We broadcast our desire to take action on blackberry, we sign broadcast messages crying out against inhuman acts and then we drop our phones and face the next thing. We are an army, Nigerians in this era are an army of people constantly advocating, screaming, crying and doing absolutely nothing. We have a voice and by god we will use our voices and nothing else. We organize protest marches on whatsapp and we turn up and march for a while, our targets hear us, then they ignore us, next we ignore ourselves and then the issue under contention fizzles out, next we wait for the next major opportunity to scream again on social media of our pain, frustrations and anger. The more we scream, the more obvious our helplessness becomes. What next after advocacy? What do we do next without power? Our voices are loud enough, how do we compel action after we have cried out? Do we continue to cry out, make our small contribution to every serious situation using our facebook accounts? When do we take the next step? What is that next step? Is the time for that next step not now?
Oh we have tried to show strength in the past, we shut down the nation early in 2012 when the subsidy on fuel was removed, we protested, we matched, we fought on social media and we wrung a “compromise” from the government, pray tell me what has become of that hard won victory? How much is the pump price for petrol in cities not Lagos or Abuja? And the money recovered from the subsidy removal, what about that? What exactly did we win after that battle? Give the girl a pen not a penis was another campaign, we insisted that no law be made to enslave our female children, but there was a poster child for infant marriage in the Country, a consistent lover of infant children, the one who proposed the bill in the first place, what became of him after we fought the bill? Did we try to ensure he wouldn’t get a chance to repeat the bill or the act? Another war won on social media where there are victors with no spoils of war. Then some evil “unforgivable-before-god-and-man” people roasted our children, our future and rekindled the social media war, the militant Nigerians, we raced to our facebook pages and wailed our despair, we blogged about it (I did too), the horrible act trended on twitter, our traditional media even brought us pictures. Testament to the fact that our advocacy was yielding absolutely nothing, while we cried, there was a grand party at the capital city, celebrating 100 years of survival, they knew we could do absolutely nothing to them, untouchable people who could party while we continued to rant and rave, we had become mad people to be ignored while the business of running us down continued. To cap it all, while they partied, they gave awards to the very people that muzzled and oppressed us before, we raced to social media to air our views as always but the descendants of our oppressors had discovered social media too, they raced to it and told us all the reasons why their father “deserved” an award. Obviously it will soon deteriorate to a battle of shouts on social media, we shout, they shout back too, nobody has monopoly of these channels and slowly but very surely, our powers fade.

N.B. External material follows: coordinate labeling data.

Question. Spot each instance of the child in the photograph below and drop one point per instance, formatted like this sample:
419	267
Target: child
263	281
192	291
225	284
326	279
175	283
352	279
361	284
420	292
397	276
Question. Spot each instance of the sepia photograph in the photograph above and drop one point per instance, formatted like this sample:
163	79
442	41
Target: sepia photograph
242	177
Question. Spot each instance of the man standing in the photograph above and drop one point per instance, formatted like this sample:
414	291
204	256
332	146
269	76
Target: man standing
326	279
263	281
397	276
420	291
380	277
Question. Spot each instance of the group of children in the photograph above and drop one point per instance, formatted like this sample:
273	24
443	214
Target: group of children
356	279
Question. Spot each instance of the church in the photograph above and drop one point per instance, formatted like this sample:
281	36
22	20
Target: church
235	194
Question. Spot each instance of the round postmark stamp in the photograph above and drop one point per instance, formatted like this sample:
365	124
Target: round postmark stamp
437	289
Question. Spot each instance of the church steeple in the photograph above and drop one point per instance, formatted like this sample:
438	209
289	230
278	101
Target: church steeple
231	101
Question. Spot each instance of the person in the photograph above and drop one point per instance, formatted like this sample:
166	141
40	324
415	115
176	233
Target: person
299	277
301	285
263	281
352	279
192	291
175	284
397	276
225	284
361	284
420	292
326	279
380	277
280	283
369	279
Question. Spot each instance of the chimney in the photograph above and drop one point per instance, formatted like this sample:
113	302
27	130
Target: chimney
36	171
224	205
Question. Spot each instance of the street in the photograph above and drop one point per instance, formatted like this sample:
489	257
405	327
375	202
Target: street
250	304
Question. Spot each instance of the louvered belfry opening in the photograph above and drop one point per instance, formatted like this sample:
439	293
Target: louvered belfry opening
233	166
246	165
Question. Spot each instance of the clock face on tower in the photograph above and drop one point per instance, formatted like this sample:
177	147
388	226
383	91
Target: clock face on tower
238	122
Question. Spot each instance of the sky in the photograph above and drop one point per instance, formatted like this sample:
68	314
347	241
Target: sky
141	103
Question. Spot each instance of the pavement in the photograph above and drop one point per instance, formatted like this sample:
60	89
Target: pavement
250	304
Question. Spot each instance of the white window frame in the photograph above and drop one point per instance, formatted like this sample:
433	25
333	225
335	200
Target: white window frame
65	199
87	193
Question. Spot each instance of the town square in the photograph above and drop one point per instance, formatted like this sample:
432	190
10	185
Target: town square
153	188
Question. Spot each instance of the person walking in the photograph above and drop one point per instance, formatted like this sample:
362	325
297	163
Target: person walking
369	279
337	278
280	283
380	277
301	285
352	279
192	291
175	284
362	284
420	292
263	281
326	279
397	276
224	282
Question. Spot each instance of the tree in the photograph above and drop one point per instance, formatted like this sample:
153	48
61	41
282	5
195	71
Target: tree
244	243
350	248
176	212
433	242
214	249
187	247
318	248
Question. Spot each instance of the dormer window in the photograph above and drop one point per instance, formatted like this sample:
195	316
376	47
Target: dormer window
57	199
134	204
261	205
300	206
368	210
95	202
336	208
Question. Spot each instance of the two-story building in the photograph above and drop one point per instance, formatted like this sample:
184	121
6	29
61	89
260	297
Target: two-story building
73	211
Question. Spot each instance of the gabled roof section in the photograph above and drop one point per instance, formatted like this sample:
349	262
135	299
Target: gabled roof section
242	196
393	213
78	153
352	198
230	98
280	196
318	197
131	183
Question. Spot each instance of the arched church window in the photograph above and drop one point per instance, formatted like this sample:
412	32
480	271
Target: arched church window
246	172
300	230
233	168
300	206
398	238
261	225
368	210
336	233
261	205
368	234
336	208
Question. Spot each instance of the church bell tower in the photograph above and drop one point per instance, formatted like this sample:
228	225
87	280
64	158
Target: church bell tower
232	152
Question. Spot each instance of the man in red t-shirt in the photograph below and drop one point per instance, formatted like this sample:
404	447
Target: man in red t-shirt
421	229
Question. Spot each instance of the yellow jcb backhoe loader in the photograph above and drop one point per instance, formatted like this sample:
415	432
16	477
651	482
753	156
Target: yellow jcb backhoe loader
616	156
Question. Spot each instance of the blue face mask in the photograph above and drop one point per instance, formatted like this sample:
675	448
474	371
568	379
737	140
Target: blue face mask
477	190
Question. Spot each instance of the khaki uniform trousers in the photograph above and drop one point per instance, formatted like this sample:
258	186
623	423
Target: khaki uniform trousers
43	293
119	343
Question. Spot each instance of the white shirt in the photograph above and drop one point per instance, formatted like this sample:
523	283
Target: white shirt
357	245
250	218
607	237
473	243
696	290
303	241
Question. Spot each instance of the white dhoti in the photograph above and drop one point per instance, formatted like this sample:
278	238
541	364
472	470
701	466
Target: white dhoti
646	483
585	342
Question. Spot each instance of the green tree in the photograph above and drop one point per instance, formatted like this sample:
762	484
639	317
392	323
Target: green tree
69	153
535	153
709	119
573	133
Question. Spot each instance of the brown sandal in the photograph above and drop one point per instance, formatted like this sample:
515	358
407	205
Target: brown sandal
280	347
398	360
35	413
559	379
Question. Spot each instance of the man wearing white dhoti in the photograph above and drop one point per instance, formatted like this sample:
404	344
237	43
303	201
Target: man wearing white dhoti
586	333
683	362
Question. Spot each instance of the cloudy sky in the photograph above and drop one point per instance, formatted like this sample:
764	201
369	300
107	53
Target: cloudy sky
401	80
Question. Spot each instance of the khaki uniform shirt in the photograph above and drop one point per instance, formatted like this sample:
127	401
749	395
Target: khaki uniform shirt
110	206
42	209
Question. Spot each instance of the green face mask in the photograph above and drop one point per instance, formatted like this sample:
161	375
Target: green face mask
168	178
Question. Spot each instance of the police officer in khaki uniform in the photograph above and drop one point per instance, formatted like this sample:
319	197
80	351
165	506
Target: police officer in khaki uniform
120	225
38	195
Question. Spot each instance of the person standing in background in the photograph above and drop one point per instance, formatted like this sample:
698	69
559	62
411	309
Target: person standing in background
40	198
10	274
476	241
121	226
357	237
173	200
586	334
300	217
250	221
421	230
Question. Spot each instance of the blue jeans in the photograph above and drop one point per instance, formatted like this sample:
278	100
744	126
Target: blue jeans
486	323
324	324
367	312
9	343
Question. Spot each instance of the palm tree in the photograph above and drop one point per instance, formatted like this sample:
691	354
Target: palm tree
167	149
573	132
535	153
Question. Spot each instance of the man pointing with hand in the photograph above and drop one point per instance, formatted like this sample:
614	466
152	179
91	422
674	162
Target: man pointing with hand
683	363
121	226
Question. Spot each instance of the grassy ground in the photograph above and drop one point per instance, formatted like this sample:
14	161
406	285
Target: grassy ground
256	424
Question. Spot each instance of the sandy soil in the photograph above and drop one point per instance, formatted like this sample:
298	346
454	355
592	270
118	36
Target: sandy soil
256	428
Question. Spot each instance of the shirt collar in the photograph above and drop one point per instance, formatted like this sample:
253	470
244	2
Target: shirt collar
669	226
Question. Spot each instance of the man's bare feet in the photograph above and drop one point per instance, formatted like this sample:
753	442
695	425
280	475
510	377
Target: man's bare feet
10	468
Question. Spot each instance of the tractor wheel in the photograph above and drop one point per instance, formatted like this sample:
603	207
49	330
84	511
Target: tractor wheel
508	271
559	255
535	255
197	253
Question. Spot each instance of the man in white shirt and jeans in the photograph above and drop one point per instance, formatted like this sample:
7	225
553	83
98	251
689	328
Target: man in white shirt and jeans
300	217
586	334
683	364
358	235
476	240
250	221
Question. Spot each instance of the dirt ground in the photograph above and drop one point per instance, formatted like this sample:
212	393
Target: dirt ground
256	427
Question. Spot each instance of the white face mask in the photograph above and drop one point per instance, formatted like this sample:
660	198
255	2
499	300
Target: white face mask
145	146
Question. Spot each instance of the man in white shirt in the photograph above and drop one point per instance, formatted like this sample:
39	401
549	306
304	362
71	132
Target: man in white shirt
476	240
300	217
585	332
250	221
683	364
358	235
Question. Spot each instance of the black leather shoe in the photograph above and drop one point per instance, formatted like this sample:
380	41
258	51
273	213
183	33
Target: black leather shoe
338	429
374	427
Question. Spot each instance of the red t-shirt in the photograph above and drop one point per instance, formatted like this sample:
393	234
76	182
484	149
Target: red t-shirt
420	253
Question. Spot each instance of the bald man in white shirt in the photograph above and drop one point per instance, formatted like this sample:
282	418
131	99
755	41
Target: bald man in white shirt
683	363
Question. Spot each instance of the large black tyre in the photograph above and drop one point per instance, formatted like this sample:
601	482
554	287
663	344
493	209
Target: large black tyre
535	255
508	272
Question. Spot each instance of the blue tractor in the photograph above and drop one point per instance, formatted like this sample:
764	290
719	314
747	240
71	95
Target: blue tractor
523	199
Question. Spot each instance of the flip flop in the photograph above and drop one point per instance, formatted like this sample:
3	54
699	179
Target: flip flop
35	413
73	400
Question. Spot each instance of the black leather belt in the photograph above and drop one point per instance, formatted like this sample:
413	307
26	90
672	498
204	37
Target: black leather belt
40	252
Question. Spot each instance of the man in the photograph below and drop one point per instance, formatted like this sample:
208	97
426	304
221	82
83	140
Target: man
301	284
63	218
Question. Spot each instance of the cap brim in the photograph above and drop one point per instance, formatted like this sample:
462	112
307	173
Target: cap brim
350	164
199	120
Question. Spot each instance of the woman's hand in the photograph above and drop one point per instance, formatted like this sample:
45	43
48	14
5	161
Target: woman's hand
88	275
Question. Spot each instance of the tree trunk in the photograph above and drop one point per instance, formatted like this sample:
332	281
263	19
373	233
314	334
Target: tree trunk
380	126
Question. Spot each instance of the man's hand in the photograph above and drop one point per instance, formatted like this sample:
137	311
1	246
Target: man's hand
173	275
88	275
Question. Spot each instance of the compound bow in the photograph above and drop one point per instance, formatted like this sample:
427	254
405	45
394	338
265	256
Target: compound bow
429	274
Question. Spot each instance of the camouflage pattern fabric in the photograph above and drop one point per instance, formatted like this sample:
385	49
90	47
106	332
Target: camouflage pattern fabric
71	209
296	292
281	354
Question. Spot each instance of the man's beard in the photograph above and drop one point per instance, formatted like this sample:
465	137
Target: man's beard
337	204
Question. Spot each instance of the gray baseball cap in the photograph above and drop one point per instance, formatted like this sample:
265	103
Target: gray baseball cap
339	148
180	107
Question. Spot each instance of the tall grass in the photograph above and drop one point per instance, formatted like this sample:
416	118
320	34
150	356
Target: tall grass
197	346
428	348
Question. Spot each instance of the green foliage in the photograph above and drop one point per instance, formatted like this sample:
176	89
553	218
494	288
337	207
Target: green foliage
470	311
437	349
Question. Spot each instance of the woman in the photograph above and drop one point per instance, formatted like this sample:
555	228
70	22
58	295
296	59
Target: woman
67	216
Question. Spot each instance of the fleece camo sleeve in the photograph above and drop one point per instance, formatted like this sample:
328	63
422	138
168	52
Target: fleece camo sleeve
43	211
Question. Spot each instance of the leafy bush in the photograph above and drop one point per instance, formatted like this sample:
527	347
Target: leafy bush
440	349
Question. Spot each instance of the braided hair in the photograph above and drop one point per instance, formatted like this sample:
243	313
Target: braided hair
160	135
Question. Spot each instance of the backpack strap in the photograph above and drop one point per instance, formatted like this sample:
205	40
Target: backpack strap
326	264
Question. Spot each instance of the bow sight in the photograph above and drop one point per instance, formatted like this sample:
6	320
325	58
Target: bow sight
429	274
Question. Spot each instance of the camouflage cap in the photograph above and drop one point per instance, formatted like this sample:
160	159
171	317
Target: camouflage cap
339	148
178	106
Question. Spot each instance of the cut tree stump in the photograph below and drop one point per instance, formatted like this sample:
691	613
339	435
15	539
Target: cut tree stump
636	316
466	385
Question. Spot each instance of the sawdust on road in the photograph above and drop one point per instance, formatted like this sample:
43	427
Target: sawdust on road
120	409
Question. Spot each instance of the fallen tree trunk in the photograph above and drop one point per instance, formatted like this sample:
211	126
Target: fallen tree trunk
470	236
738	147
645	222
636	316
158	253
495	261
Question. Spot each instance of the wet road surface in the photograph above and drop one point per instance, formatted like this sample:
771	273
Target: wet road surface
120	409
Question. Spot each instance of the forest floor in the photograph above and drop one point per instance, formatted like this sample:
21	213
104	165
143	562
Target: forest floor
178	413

It is Nigeria, some other thing will happen soon and we will repeat the same talk, our civil societies will do advocacy all over again, a vicious cycle never to be broken. We push, we mock, plead, cajole and cry over and over again with no response. We are not muzzled, we are allowed to say whatever we please, only we are not heard or we are heard and ignored.
We are once again where we were before, we couldn’t voice our wishes, we were oppressed for daring, now we can scream our wishes, we are ignored for daring. Isn’t it time somebody pondered with me, what next after advocacy? What other options are there? How else do we enforce the wishes of the people to the minority who do not care, but who have all the power.
Note: This article was written before our latest battle, the immigration world cup and deaths occurred.